Christmas is about expectations. “Come thou long expected Jesus” was the prayer of God’s chosen people as they waited for the Messiah. In celebrating Advent, we enter into those expectations and rejoice in their fulfillment.
This side of the incarnation, we often load Christmas down with other expectations. I could give examples, but it is probably whatever you are thinking about right now. And when people or presents don’t meet our holiday expectations it leads to all kinds of emotional turmoil.
Unrealistic Expectations = Unruly Emotions
What should we expect this Christmas?
First, we should expect nothing. If we go into the holidays with zero expectations of how our husband will shop for us or how our children will behave or how our sister will treat us, our emotions will be unruffled by other people.
In other words, the best way to prepare our emotions for Christmas is to repent from idolatry. Remember, as John Calvin warned us, the evil of our desires is not so much in what we desire, but that we desire it too much. We often call these desires “expectations.” And where you have “disappointed expectations,” more often than not, you’ll find an idol lurking nearby.
When we do away with selfish expectations–or as the Bible likes to call them, “worthless idols”–we can expect peaceful emotions this Christmas.
Secondly, we should expect trouble. For the Christian, trouble around the holidays should not be unexpected. Our Lord has promised that, “in this world you will have tribulation” (John 16:33); and, to paraphrase my dad, “Sin doesn’t take a holiday.”
Expect that your children will be ungrateful or that your uncle will be rude. Expect trouble this Christmas and you will be better prepared to handle it emotionally.
Our secular culture tries to ignore the reality of trouble around the holidays, covering their eyes with sentimentality:
“Have yourself a Merry little Christmas,
May your heart be light
From now on our troubles will be out of sight…

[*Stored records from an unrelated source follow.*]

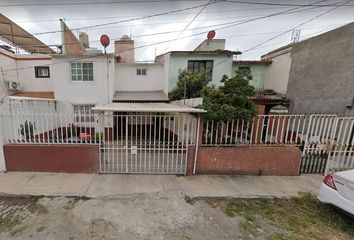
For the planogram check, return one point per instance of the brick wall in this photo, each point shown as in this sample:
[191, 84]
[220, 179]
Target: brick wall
[258, 160]
[68, 158]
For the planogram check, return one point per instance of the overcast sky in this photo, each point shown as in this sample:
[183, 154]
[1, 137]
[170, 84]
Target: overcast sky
[243, 36]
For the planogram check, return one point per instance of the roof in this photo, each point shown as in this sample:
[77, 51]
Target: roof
[265, 62]
[42, 95]
[10, 32]
[140, 96]
[279, 50]
[214, 52]
[147, 107]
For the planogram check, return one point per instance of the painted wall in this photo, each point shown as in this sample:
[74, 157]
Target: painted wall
[68, 158]
[177, 63]
[321, 77]
[126, 78]
[258, 71]
[260, 160]
[98, 91]
[25, 74]
[277, 75]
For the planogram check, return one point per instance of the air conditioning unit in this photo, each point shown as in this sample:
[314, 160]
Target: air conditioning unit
[13, 85]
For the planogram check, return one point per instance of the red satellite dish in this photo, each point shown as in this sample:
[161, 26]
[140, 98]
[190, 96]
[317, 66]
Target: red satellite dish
[211, 34]
[104, 39]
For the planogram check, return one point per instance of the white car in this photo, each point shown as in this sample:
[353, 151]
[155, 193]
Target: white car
[338, 189]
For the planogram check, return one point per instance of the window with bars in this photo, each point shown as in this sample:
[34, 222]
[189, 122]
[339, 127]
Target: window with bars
[197, 66]
[245, 69]
[141, 71]
[83, 113]
[81, 71]
[41, 72]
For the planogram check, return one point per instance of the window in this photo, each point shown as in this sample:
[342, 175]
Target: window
[83, 113]
[41, 72]
[141, 71]
[82, 71]
[245, 69]
[197, 66]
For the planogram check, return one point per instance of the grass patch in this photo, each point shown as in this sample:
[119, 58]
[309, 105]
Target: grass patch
[189, 200]
[40, 229]
[301, 217]
[73, 200]
[17, 231]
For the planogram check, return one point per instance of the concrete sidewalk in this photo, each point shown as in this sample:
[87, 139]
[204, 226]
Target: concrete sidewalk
[199, 186]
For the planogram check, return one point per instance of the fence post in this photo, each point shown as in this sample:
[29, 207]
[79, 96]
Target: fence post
[198, 142]
[2, 137]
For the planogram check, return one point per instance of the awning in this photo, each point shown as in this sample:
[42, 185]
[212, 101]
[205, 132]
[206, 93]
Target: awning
[147, 107]
[12, 33]
[140, 96]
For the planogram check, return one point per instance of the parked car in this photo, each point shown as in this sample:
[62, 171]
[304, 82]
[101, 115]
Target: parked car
[338, 189]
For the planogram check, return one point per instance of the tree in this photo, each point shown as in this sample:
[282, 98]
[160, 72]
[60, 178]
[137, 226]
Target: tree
[229, 101]
[189, 84]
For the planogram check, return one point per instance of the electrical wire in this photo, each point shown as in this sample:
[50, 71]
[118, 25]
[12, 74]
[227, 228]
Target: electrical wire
[297, 26]
[126, 20]
[171, 40]
[191, 21]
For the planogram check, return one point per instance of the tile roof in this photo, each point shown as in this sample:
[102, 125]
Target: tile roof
[146, 107]
[266, 62]
[214, 52]
[140, 96]
[45, 95]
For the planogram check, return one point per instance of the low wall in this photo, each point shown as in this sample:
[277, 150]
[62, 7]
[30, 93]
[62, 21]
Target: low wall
[255, 160]
[68, 158]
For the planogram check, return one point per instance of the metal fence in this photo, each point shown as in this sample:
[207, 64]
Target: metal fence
[326, 140]
[147, 143]
[262, 130]
[50, 128]
[341, 156]
[158, 143]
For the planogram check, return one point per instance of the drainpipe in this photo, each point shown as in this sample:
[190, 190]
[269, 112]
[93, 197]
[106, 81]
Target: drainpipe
[196, 146]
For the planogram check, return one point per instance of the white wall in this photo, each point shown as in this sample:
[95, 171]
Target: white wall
[221, 65]
[277, 77]
[25, 74]
[27, 79]
[98, 91]
[127, 80]
[3, 108]
[6, 64]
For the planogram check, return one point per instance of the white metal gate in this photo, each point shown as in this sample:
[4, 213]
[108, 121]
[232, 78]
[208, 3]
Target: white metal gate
[342, 152]
[146, 143]
[317, 142]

From now on our troubles will be miles away…”
For the Christian, our troubles will be miles away and out of sight—one day. But that is the promise of heaven, not Christmas. Unless the Lord returns or calls us home, trouble is an ever-present reality, sometimes especially so at Christmas.
Christmas is about celebrating the fulfilled expectation of Christ come to earth, even as we wait in expectation of his glorious return. As we celebrate the “already” we must expect the “not yet.”
Not only must we expect trouble, but because of Christmas, we can also expect grace. Christ has come! God is with us! Hebrews 2 highlights the grace we can expect, because of the incarnation:
Therefore he had to be made like his brothers in every respect, so that he might become a merciful and faithful high priest in the service of God, to make propitiation for the sins of the people. For because he himself has suffered when tempted, he is able to help those who are being tempted.
In our Christmas troubles and temptations, we can expect the help of God-incarnate. God is with us and God is with us to help. He has made propitiation for every sin, and he is able to help us resist every emotional temptation.
When we set our Christmas expectations on Christ, we will not be disappointed.